Oceania - New Zealand

When a member of the Maori tribe of New Zealand becomes an adult, he or she receives a unique set of tattoos, called moko. These designs are carved into the skin and filled with a sooty material. Those who endured this process earn social prestige and respect. Each design is unique, and moko are used as forms of identification, similar to our social security numbers.

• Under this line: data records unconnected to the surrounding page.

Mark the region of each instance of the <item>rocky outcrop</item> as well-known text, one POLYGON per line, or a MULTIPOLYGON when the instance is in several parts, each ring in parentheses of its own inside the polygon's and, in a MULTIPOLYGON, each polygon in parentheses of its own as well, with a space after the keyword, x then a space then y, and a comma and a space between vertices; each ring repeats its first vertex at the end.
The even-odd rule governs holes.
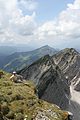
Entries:
POLYGON ((75 49, 67 48, 52 57, 55 64, 59 66, 69 84, 74 85, 74 89, 80 90, 80 53, 75 49))
POLYGON ((70 86, 69 111, 74 114, 73 120, 80 120, 80 53, 75 49, 64 49, 52 57, 62 70, 70 86))
POLYGON ((46 55, 19 72, 27 80, 33 80, 39 98, 55 103, 62 109, 69 104, 69 87, 61 70, 53 59, 46 55))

The tattoos on this figure represent one of the owner's ancestors. The Maori revere their ancestors as powerful beings who protect and guide them, so depictions of them are common in Maori art. They believe figures like this hold the spirit of their ancestors, who watch over those entering the meetinghouse in which they were once displayed. The figure once had an outthrust tongue, which symbolizes defiance and strength. He also holds a short club, symbolizing his status as a great warrior who is always ready to protect his tribe. These attributes, as well as the pattern on the figure's right shoulder and the fact that it is depicted with only three fingers, are common motifs in Maori art.

Gable Peak Figure (Tekoteko)
about 1780
Unidentified Maker (Maori),
New Zealand

Wood and haliotis shell
48 1/2 inches H; 7 1/2 inches W; 6 inches D
Gift of David T. Owsley

World Events

1789-97 George Washington's presidency.

1803 Louisiana Purchase made by Thomas Jefferson.

1850 Gold Rush in Australia.

1947-1950 Jackson Pollock's "drip period".

1980 Star Wars V: The Empire Strikes Back premieres in movie theaters.


The term "Oceania" refers to an area that stretches from Hawaii to Australia and the Southeast Asian islands. It includes fifteen countries and twenty-five languages.